The other official language: How migrants are finding home in Finland through Swedish 

Experiences of integrating in Swedish vary depending on location and the support people receive from the local community.
It can provide a way into a supportive community. It can be the practical choice. But it also has its limitations. Although the Swedish-speaking minority in Finland is small, for some immigrants their language has offered the pathway to integration.

Ali Belhaj

Sercan Alkan

Published 30.12.2025 at 4:59

Updated 30.12.2025 at 5:09


اقرأ المقال باللغة العربية <<<

Few migrants arrive in Finland expecting Swedish, a language spoken by just over 5 percent of the population, to shape their future. Still, some ultimately choose it for personal or practical considerations.  

Despite the Finnish Constitution guaranteeing the right to use Swedish with public authorities, some migrants say their experiences with the language have been far from smooth. 

A researcher, a cook and an artist shared their stories with Satakieli

Maïmouna Matikainen-Soreau: Through choir into a community 

Maïmouna Matikainen-Soreau got familiar with the languages of Finland already in her native France.  

Her Scandinavian Studies degree at Sorbonne University included language courses both in Swedish and Finnish. But it was a Swedish-speaking choir in Paris that introduced her to a community. 

She arrived in Finland in 2011 on an Erasmus exchange program and has stayed ever since. 

She chose Helsinki over Stockholm as Finland felt less explored than Sweden among her peers, and because she had heard that adapting to Stockholm’s “closed-off” social life could be tough. 
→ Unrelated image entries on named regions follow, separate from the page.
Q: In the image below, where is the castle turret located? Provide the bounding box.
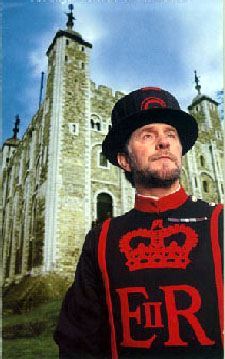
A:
[184,71,224,202]
[44,7,92,270]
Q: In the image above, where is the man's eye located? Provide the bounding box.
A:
[167,133,175,138]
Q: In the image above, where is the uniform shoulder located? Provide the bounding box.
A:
[188,196,223,217]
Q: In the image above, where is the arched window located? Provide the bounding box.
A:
[200,156,205,167]
[99,152,108,168]
[91,114,102,131]
[97,193,113,224]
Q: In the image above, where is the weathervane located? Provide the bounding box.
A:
[195,70,201,95]
[66,4,76,30]
[13,115,20,138]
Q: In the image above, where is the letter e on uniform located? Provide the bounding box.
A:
[116,287,156,348]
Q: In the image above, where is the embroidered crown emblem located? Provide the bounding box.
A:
[119,219,198,271]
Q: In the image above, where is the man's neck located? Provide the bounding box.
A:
[136,180,180,198]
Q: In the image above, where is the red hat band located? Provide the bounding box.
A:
[141,97,166,111]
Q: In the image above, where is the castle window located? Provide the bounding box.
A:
[97,193,113,224]
[195,177,198,188]
[200,156,205,167]
[91,115,101,131]
[98,152,109,168]
[202,181,209,193]
[69,123,79,136]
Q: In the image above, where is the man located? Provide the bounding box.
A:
[55,87,223,359]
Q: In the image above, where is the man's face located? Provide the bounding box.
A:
[118,123,182,188]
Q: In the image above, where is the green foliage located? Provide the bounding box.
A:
[3,299,62,359]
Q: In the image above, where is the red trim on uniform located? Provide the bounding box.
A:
[211,204,224,344]
[98,218,118,359]
[135,187,188,213]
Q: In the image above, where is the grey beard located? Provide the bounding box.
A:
[132,168,181,188]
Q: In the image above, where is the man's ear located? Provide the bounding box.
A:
[117,153,131,172]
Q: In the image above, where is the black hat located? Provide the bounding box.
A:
[102,87,198,166]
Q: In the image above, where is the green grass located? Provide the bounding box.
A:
[3,300,62,359]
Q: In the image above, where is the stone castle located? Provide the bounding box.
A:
[2,10,224,286]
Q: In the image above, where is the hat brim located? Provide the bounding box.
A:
[102,108,198,166]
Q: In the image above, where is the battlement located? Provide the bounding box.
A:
[91,81,125,101]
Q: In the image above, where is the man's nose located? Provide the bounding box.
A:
[156,136,170,150]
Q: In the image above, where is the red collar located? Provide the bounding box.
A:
[135,187,188,213]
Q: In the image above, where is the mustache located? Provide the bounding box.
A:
[149,151,177,162]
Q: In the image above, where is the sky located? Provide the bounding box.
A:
[2,0,223,142]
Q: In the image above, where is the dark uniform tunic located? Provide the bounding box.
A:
[55,188,223,359]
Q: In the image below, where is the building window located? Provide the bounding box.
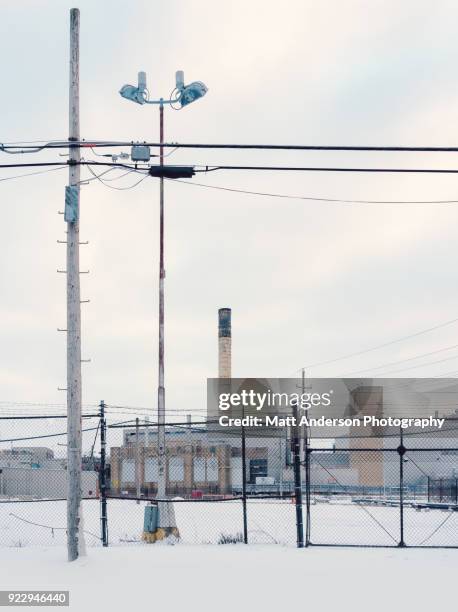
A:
[207,457,218,482]
[250,459,267,484]
[145,457,158,482]
[169,457,184,482]
[193,457,205,482]
[121,459,135,483]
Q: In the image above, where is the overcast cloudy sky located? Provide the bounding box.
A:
[0,0,458,412]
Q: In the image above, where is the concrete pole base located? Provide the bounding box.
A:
[142,501,180,544]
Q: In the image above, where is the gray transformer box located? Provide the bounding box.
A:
[130,145,151,162]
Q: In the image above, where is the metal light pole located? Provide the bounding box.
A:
[157,98,166,499]
[119,70,207,540]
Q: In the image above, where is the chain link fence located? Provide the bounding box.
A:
[0,405,458,547]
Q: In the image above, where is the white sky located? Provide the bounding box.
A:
[0,0,458,412]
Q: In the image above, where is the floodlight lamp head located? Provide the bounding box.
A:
[180,81,208,106]
[119,72,146,104]
[119,85,145,104]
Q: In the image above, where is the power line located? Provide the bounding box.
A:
[87,166,148,191]
[5,139,458,153]
[0,165,67,182]
[368,355,458,376]
[344,344,458,376]
[5,160,458,176]
[201,164,458,174]
[295,318,458,372]
[172,179,458,204]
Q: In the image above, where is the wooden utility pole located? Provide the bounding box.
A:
[65,9,84,561]
[135,417,142,504]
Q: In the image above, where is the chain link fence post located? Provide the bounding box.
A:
[397,427,406,548]
[99,400,108,546]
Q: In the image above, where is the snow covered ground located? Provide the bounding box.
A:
[0,500,458,612]
[0,500,458,547]
[0,544,458,612]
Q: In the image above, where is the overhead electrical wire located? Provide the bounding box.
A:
[344,344,458,376]
[295,318,458,372]
[87,166,148,191]
[5,139,458,153]
[0,165,67,183]
[5,161,458,174]
[172,179,458,204]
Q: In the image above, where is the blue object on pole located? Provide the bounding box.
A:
[64,185,79,223]
[143,505,159,533]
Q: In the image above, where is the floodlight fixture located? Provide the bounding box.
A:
[119,70,208,109]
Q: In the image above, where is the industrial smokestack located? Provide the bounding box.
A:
[218,308,232,378]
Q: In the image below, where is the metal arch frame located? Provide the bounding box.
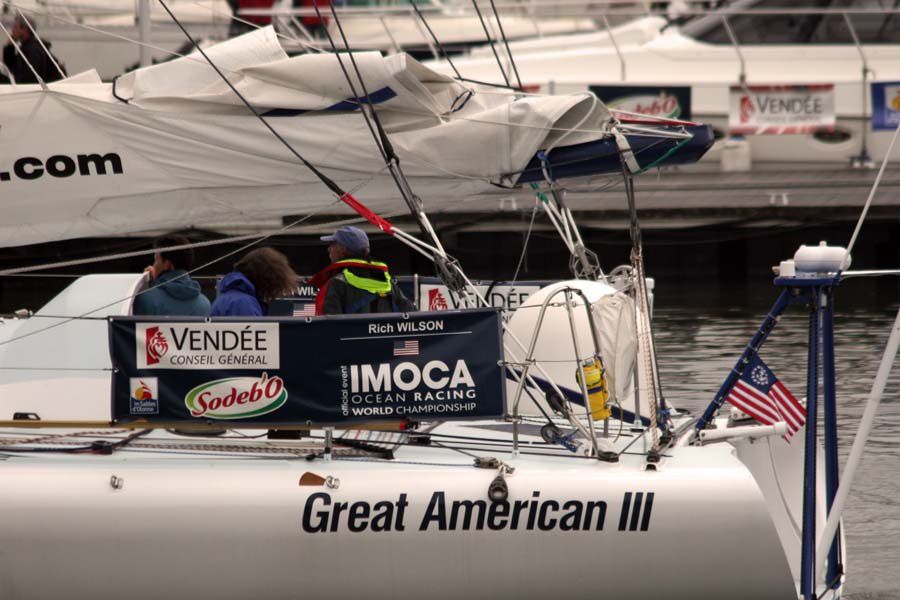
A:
[512,285,609,456]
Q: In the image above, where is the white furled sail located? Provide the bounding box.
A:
[0,28,610,246]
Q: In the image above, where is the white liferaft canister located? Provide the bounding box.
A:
[794,242,850,273]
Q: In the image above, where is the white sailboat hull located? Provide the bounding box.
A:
[0,445,796,600]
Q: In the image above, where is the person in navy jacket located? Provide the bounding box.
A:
[131,235,209,317]
[209,248,298,317]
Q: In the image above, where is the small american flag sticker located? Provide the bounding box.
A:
[293,302,316,317]
[394,340,419,356]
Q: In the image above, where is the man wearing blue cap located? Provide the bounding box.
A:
[310,226,414,315]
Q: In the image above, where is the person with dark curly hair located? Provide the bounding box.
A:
[209,248,297,317]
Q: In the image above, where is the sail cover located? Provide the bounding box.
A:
[0,28,610,246]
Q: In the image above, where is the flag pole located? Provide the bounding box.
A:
[800,286,822,600]
[817,287,844,587]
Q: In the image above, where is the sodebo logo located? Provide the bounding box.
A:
[184,373,287,419]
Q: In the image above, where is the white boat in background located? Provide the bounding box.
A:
[3,0,231,81]
[0,21,880,600]
[0,27,712,246]
[428,0,900,165]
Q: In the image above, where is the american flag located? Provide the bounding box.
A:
[728,356,806,440]
[292,302,316,317]
[394,340,419,356]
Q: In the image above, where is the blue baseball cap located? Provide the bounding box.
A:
[319,225,369,252]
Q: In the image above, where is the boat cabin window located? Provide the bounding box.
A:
[683,0,900,45]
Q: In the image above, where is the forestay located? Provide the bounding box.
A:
[0,28,610,246]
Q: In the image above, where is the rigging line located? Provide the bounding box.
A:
[0,18,47,90]
[159,0,345,198]
[507,202,538,288]
[16,7,66,79]
[313,0,451,262]
[0,204,338,346]
[313,0,389,163]
[0,365,112,372]
[842,118,900,255]
[490,0,524,89]
[472,0,512,88]
[409,0,462,79]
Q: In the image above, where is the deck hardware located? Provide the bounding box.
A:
[488,474,509,504]
[298,471,326,486]
[541,423,562,444]
[13,413,41,421]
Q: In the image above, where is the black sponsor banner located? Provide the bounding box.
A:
[109,309,505,425]
[590,85,691,121]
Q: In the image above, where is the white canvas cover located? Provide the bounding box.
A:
[591,292,637,409]
[0,28,609,246]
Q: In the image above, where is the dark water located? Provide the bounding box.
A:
[0,266,900,600]
[655,281,900,600]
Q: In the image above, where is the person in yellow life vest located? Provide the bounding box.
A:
[309,226,415,315]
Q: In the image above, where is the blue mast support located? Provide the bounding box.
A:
[694,287,794,434]
[822,287,844,587]
[800,287,822,600]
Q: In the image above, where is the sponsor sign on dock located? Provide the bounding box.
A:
[872,81,900,130]
[728,84,834,135]
[110,309,505,425]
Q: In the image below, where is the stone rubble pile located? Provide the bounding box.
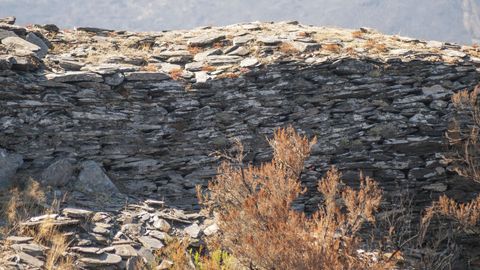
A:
[0,200,218,270]
[0,16,480,211]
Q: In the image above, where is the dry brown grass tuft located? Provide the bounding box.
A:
[154,238,192,270]
[0,179,46,231]
[212,42,225,49]
[2,179,73,270]
[202,65,217,72]
[217,72,240,79]
[297,31,312,38]
[365,39,388,53]
[198,127,396,269]
[445,85,480,182]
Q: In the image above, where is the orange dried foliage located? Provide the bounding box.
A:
[202,65,217,72]
[352,30,364,38]
[444,85,480,182]
[433,195,480,227]
[187,46,203,55]
[197,127,396,270]
[217,72,240,79]
[322,43,342,53]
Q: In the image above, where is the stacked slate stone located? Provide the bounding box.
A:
[0,17,480,215]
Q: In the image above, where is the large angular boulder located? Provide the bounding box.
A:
[75,160,118,194]
[26,33,48,58]
[2,36,41,54]
[0,148,23,191]
[40,159,74,187]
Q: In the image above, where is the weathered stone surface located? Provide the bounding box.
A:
[240,58,258,67]
[188,34,225,46]
[25,33,48,58]
[0,20,480,215]
[138,236,164,250]
[79,253,122,266]
[41,159,74,187]
[46,71,103,83]
[0,55,14,70]
[17,252,45,267]
[7,236,33,244]
[0,16,17,24]
[1,36,41,53]
[10,243,47,257]
[0,148,23,191]
[114,245,138,258]
[0,29,18,41]
[184,223,201,238]
[62,207,93,219]
[75,161,118,194]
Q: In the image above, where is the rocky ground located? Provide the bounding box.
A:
[0,15,480,269]
[0,197,218,269]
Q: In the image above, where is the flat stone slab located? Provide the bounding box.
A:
[17,252,45,267]
[125,71,170,81]
[113,245,138,258]
[79,253,122,266]
[138,236,164,250]
[70,247,104,255]
[62,208,93,218]
[46,71,103,83]
[2,36,41,52]
[183,223,201,238]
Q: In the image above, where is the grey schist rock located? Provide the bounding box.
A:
[75,160,119,194]
[0,148,23,191]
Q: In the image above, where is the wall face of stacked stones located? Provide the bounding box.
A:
[0,58,479,210]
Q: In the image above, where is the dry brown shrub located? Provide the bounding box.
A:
[202,65,217,72]
[212,42,225,49]
[0,179,47,231]
[352,30,364,38]
[297,31,312,38]
[1,179,73,270]
[430,195,480,232]
[278,42,299,54]
[445,86,480,182]
[199,127,396,269]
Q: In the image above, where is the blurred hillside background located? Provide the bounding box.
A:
[0,0,480,44]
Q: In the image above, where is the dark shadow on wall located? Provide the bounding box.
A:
[0,56,479,212]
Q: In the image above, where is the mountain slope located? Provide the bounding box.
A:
[0,0,480,43]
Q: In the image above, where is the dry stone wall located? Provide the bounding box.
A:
[0,22,480,211]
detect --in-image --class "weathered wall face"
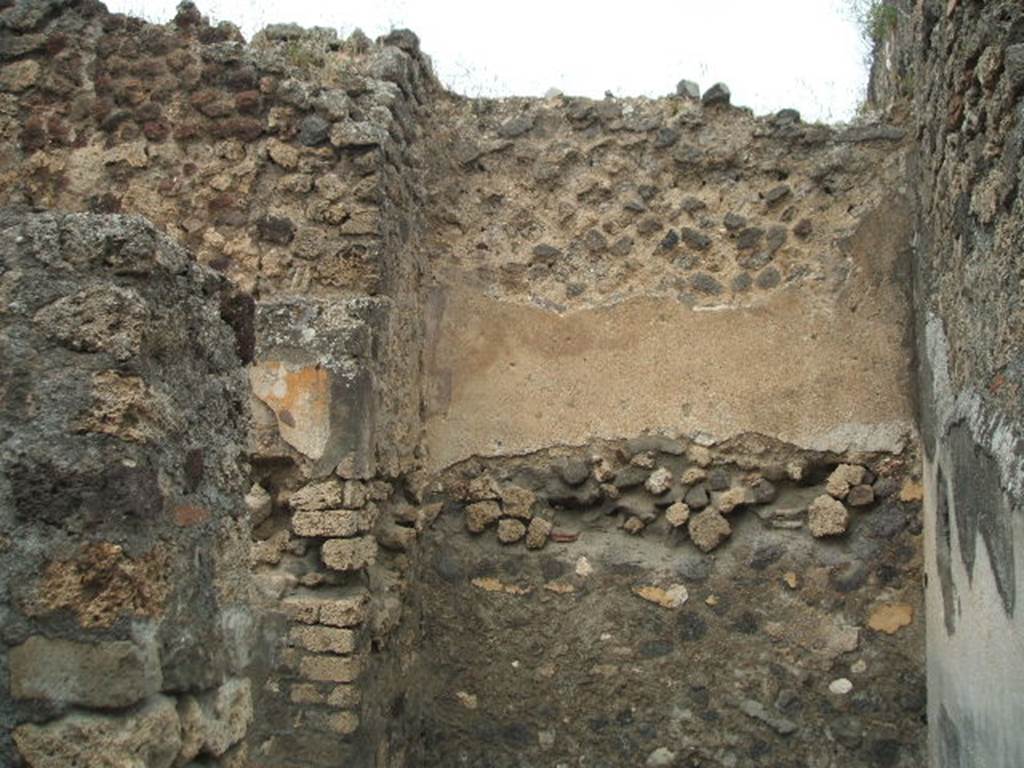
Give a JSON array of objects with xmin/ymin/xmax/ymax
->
[
  {"xmin": 410, "ymin": 437, "xmax": 925, "ymax": 768},
  {"xmin": 0, "ymin": 209, "xmax": 259, "ymax": 768},
  {"xmin": 874, "ymin": 2, "xmax": 1024, "ymax": 768},
  {"xmin": 0, "ymin": 0, "xmax": 937, "ymax": 768},
  {"xmin": 426, "ymin": 97, "xmax": 911, "ymax": 467}
]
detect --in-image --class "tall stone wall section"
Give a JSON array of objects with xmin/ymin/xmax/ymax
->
[
  {"xmin": 0, "ymin": 1, "xmax": 942, "ymax": 768},
  {"xmin": 0, "ymin": 209, "xmax": 259, "ymax": 768},
  {"xmin": 0, "ymin": 2, "xmax": 437, "ymax": 766},
  {"xmin": 873, "ymin": 1, "xmax": 1024, "ymax": 768}
]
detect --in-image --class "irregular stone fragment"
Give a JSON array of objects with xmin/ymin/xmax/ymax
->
[
  {"xmin": 558, "ymin": 460, "xmax": 590, "ymax": 486},
  {"xmin": 249, "ymin": 360, "xmax": 329, "ymax": 460},
  {"xmin": 299, "ymin": 655, "xmax": 362, "ymax": 683},
  {"xmin": 8, "ymin": 635, "xmax": 163, "ymax": 709},
  {"xmin": 828, "ymin": 677, "xmax": 853, "ymax": 696},
  {"xmin": 288, "ymin": 480, "xmax": 345, "ymax": 511},
  {"xmin": 867, "ymin": 603, "xmax": 913, "ymax": 635},
  {"xmin": 327, "ymin": 684, "xmax": 362, "ymax": 710},
  {"xmin": 751, "ymin": 477, "xmax": 778, "ymax": 504},
  {"xmin": 689, "ymin": 509, "xmax": 732, "ymax": 552},
  {"xmin": 825, "ymin": 464, "xmax": 864, "ymax": 499},
  {"xmin": 700, "ymin": 83, "xmax": 732, "ymax": 106},
  {"xmin": 683, "ymin": 484, "xmax": 711, "ymax": 510},
  {"xmin": 374, "ymin": 522, "xmax": 417, "ymax": 552},
  {"xmin": 35, "ymin": 286, "xmax": 146, "ymax": 360},
  {"xmin": 470, "ymin": 577, "xmax": 529, "ymax": 595},
  {"xmin": 321, "ymin": 536, "xmax": 377, "ymax": 570},
  {"xmin": 623, "ymin": 517, "xmax": 647, "ymax": 536},
  {"xmin": 178, "ymin": 679, "xmax": 253, "ymax": 761},
  {"xmin": 633, "ymin": 584, "xmax": 689, "ymax": 608},
  {"xmin": 686, "ymin": 445, "xmax": 712, "ymax": 467},
  {"xmin": 13, "ymin": 695, "xmax": 181, "ymax": 768},
  {"xmin": 466, "ymin": 474, "xmax": 502, "ymax": 502},
  {"xmin": 630, "ymin": 451, "xmax": 656, "ymax": 469},
  {"xmin": 676, "ymin": 80, "xmax": 700, "ymax": 101},
  {"xmin": 0, "ymin": 59, "xmax": 41, "ymax": 93},
  {"xmin": 316, "ymin": 594, "xmax": 369, "ymax": 627},
  {"xmin": 75, "ymin": 371, "xmax": 171, "ymax": 442},
  {"xmin": 526, "ymin": 517, "xmax": 553, "ymax": 549},
  {"xmin": 739, "ymin": 698, "xmax": 797, "ymax": 736},
  {"xmin": 292, "ymin": 509, "xmax": 369, "ymax": 538},
  {"xmin": 466, "ymin": 501, "xmax": 502, "ymax": 534},
  {"xmin": 846, "ymin": 483, "xmax": 874, "ymax": 507},
  {"xmin": 502, "ymin": 483, "xmax": 536, "ymax": 520},
  {"xmin": 807, "ymin": 495, "xmax": 850, "ymax": 539},
  {"xmin": 715, "ymin": 487, "xmax": 753, "ymax": 515},
  {"xmin": 665, "ymin": 502, "xmax": 690, "ymax": 528},
  {"xmin": 498, "ymin": 115, "xmax": 534, "ymax": 138},
  {"xmin": 644, "ymin": 749, "xmax": 679, "ymax": 768},
  {"xmin": 288, "ymin": 626, "xmax": 355, "ymax": 654},
  {"xmin": 498, "ymin": 517, "xmax": 526, "ymax": 544},
  {"xmin": 679, "ymin": 467, "xmax": 708, "ymax": 485},
  {"xmin": 644, "ymin": 467, "xmax": 672, "ymax": 496},
  {"xmin": 899, "ymin": 477, "xmax": 925, "ymax": 503},
  {"xmin": 246, "ymin": 482, "xmax": 273, "ymax": 528},
  {"xmin": 764, "ymin": 184, "xmax": 793, "ymax": 206}
]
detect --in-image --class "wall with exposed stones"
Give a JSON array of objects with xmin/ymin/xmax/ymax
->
[
  {"xmin": 0, "ymin": 208, "xmax": 253, "ymax": 768},
  {"xmin": 0, "ymin": 0, "xmax": 966, "ymax": 768},
  {"xmin": 873, "ymin": 1, "xmax": 1024, "ymax": 768}
]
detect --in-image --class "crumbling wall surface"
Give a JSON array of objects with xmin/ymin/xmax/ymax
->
[
  {"xmin": 0, "ymin": 1, "xmax": 437, "ymax": 768},
  {"xmin": 426, "ymin": 96, "xmax": 911, "ymax": 467},
  {"xmin": 876, "ymin": 0, "xmax": 1024, "ymax": 768},
  {"xmin": 0, "ymin": 0, "xmax": 437, "ymax": 481},
  {"xmin": 0, "ymin": 209, "xmax": 258, "ymax": 768},
  {"xmin": 408, "ymin": 435, "xmax": 925, "ymax": 768}
]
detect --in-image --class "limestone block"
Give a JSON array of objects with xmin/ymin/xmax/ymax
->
[
  {"xmin": 288, "ymin": 627, "xmax": 355, "ymax": 653},
  {"xmin": 9, "ymin": 636, "xmax": 163, "ymax": 708},
  {"xmin": 321, "ymin": 536, "xmax": 377, "ymax": 570},
  {"xmin": 292, "ymin": 509, "xmax": 366, "ymax": 538},
  {"xmin": 178, "ymin": 679, "xmax": 253, "ymax": 760},
  {"xmin": 319, "ymin": 594, "xmax": 368, "ymax": 627},
  {"xmin": 289, "ymin": 480, "xmax": 346, "ymax": 511},
  {"xmin": 249, "ymin": 360, "xmax": 331, "ymax": 459},
  {"xmin": 299, "ymin": 655, "xmax": 362, "ymax": 683},
  {"xmin": 14, "ymin": 696, "xmax": 181, "ymax": 768}
]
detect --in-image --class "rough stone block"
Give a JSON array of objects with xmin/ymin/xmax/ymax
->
[
  {"xmin": 319, "ymin": 594, "xmax": 368, "ymax": 627},
  {"xmin": 292, "ymin": 509, "xmax": 366, "ymax": 538},
  {"xmin": 327, "ymin": 685, "xmax": 362, "ymax": 710},
  {"xmin": 289, "ymin": 480, "xmax": 345, "ymax": 512},
  {"xmin": 9, "ymin": 636, "xmax": 163, "ymax": 708},
  {"xmin": 178, "ymin": 679, "xmax": 253, "ymax": 761},
  {"xmin": 14, "ymin": 696, "xmax": 181, "ymax": 768}
]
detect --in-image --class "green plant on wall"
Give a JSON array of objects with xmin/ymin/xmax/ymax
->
[{"xmin": 851, "ymin": 0, "xmax": 900, "ymax": 47}]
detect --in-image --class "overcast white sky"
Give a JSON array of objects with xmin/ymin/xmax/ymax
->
[{"xmin": 106, "ymin": 0, "xmax": 866, "ymax": 122}]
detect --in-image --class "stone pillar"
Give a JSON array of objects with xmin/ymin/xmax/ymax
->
[{"xmin": 0, "ymin": 210, "xmax": 255, "ymax": 767}]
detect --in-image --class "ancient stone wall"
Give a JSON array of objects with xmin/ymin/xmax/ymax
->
[
  {"xmin": 874, "ymin": 0, "xmax": 1024, "ymax": 768},
  {"xmin": 0, "ymin": 209, "xmax": 253, "ymax": 768},
  {"xmin": 0, "ymin": 1, "xmax": 942, "ymax": 768}
]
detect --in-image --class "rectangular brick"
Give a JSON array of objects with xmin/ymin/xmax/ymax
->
[
  {"xmin": 327, "ymin": 684, "xmax": 362, "ymax": 710},
  {"xmin": 289, "ymin": 627, "xmax": 355, "ymax": 653},
  {"xmin": 299, "ymin": 655, "xmax": 362, "ymax": 683},
  {"xmin": 292, "ymin": 509, "xmax": 367, "ymax": 538},
  {"xmin": 321, "ymin": 536, "xmax": 377, "ymax": 570},
  {"xmin": 319, "ymin": 594, "xmax": 368, "ymax": 627},
  {"xmin": 288, "ymin": 683, "xmax": 325, "ymax": 705}
]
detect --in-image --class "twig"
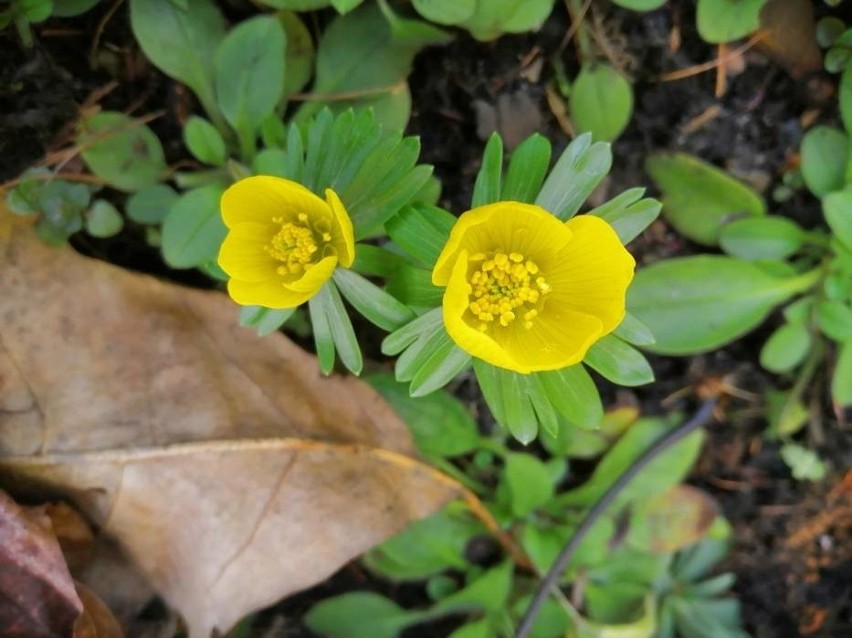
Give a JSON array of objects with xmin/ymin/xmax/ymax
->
[{"xmin": 515, "ymin": 398, "xmax": 717, "ymax": 638}]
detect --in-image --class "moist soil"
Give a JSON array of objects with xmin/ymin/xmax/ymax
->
[{"xmin": 0, "ymin": 0, "xmax": 852, "ymax": 638}]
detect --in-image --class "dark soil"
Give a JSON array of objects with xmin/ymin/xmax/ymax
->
[{"xmin": 0, "ymin": 0, "xmax": 852, "ymax": 638}]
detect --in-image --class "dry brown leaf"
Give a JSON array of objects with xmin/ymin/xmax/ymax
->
[
  {"xmin": 0, "ymin": 213, "xmax": 460, "ymax": 637},
  {"xmin": 0, "ymin": 491, "xmax": 83, "ymax": 638}
]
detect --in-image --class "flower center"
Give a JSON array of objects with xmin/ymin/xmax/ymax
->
[
  {"xmin": 266, "ymin": 213, "xmax": 331, "ymax": 275},
  {"xmin": 468, "ymin": 251, "xmax": 550, "ymax": 331}
]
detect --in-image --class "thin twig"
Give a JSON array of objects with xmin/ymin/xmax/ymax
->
[{"xmin": 515, "ymin": 398, "xmax": 717, "ymax": 638}]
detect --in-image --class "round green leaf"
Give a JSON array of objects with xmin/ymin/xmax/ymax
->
[
  {"xmin": 695, "ymin": 0, "xmax": 768, "ymax": 44},
  {"xmin": 801, "ymin": 126, "xmax": 849, "ymax": 197},
  {"xmin": 760, "ymin": 323, "xmax": 813, "ymax": 372},
  {"xmin": 627, "ymin": 256, "xmax": 809, "ymax": 355},
  {"xmin": 412, "ymin": 0, "xmax": 476, "ymax": 25},
  {"xmin": 645, "ymin": 153, "xmax": 766, "ymax": 246},
  {"xmin": 85, "ymin": 199, "xmax": 124, "ymax": 237},
  {"xmin": 183, "ymin": 115, "xmax": 228, "ymax": 166},
  {"xmin": 162, "ymin": 184, "xmax": 227, "ymax": 268},
  {"xmin": 127, "ymin": 184, "xmax": 178, "ymax": 225},
  {"xmin": 568, "ymin": 63, "xmax": 633, "ymax": 142},
  {"xmin": 719, "ymin": 217, "xmax": 804, "ymax": 261},
  {"xmin": 77, "ymin": 111, "xmax": 166, "ymax": 192}
]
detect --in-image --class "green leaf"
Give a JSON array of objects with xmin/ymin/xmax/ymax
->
[
  {"xmin": 555, "ymin": 418, "xmax": 704, "ymax": 507},
  {"xmin": 719, "ymin": 217, "xmax": 805, "ymax": 261},
  {"xmin": 470, "ymin": 133, "xmax": 503, "ymax": 208},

Community interactions through the choir motivated her to seek out Swedish-language choirs as soon as she landed in Finland. It became her “gateway” into the Swedish-speaking Finns in Helsinki, even though she had taken a similar course in Finnish. 

“It was easy for me to integrate with Swedish speakers in Helsinki because we shared a lot of cultural capital,” Matikainen-Soreau explains.  

She is referring to the similarities in manners, social etiquette, and academic orientation that resonated with her own background as a scholar and as someone who grew up in the suburbs of Paris. 

She feels that compared to the Finnish speakers, Swedish speakers in Finland are more used to interacting with people whose first language is not Swedish but who try to speak it. Because Swedish is a minority language in the country, they tend to value such efforts. 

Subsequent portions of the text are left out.